S'il est leader de son équipe sur la Vuelta, il n'est qu'équipier sur le Tour. Malgré ce statut, il continue d'être un élément fiable avec trois top 10 de 2002 à 2004 et une victoire lors de la 13ᵉ étape de la Grande Boucle en 2003.
En 2006, il marque les esprits en remportant la 17ᵉ étape du Tour à Morzine. Une victoire au sommet qui lui permet d'intégrer le top 4 du Tour, avant même de finir sur le podium suite à la disqualification de Floyd Landis.
En 2007, il récidive en terminant quatrième du Tour derrière Alberto Contador, Cadel Evans et Levi Leipheimer. Sur cette édition, il est l'un des meilleurs en montagne mais est freiné par son point faible, le contre-la-montre.
C'est finalement en 2008 que Carlos Sastre prend son envol. Quatrième à 49 secondes du leader, son équipier Fränk Schleck, il s'échappe en solitaire dans l'Alpe d'Huez et décroche tous ses concurrents, reléguant le Luxembourgeois à une minute et 24 secondes.
Il ne reste alors plus qu'une marche à franchir pour remporter le Tour : le contre-la-montre.
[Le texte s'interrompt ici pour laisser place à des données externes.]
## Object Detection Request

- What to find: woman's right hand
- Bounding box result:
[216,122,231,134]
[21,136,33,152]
Sur l'épreuve, l'Espagnol va résister et, malgré le bon chrono de Cadel Evans, garde son avance et remporte la plus grande victoire de sa carrière.
Il s'impose donc, à la surprise générale, devant Cadel Evans, deuxième et Bernhard Kohl, troisième. Une victoire inattendue mais méritée pour un coureur discret, travailleur et courageux.
Sur le podium, Carlos Sastre a dédié sa victoire à son beau-frère, José María 'Chava' Jiménez : "Il m'a appris à voir la réalité du cyclisme et aussi de la vie. (…) On rêve toujours d'une victoire comme celle-là, à l'arrivée du Tour. Et nous ne l'avons jamais eu. Nous avons parlé tant de fois de la possibilité d'entrer ensemble en nous tenant la main... Eh bien, cette victoire était aussi la sienne, la mienne et celle de 'Chava'. Nous entrons dans la légende, main dans la main."
Cette même année, en 2008, il confirme en terminant troisième de la Vuelta, devenant alors le premier coureur à monter sur le podium du Tour de France et de l'épreuve espagnole la même année.
Après son année triomphale, en 2009, Carlos Sastre signe pour l'équipe canadienne Cervélo. Il se distingue directement sur le Giro d'Italia en terminant deuxième après les disqualifications de Danilo di Luca et Franco Pellizotti.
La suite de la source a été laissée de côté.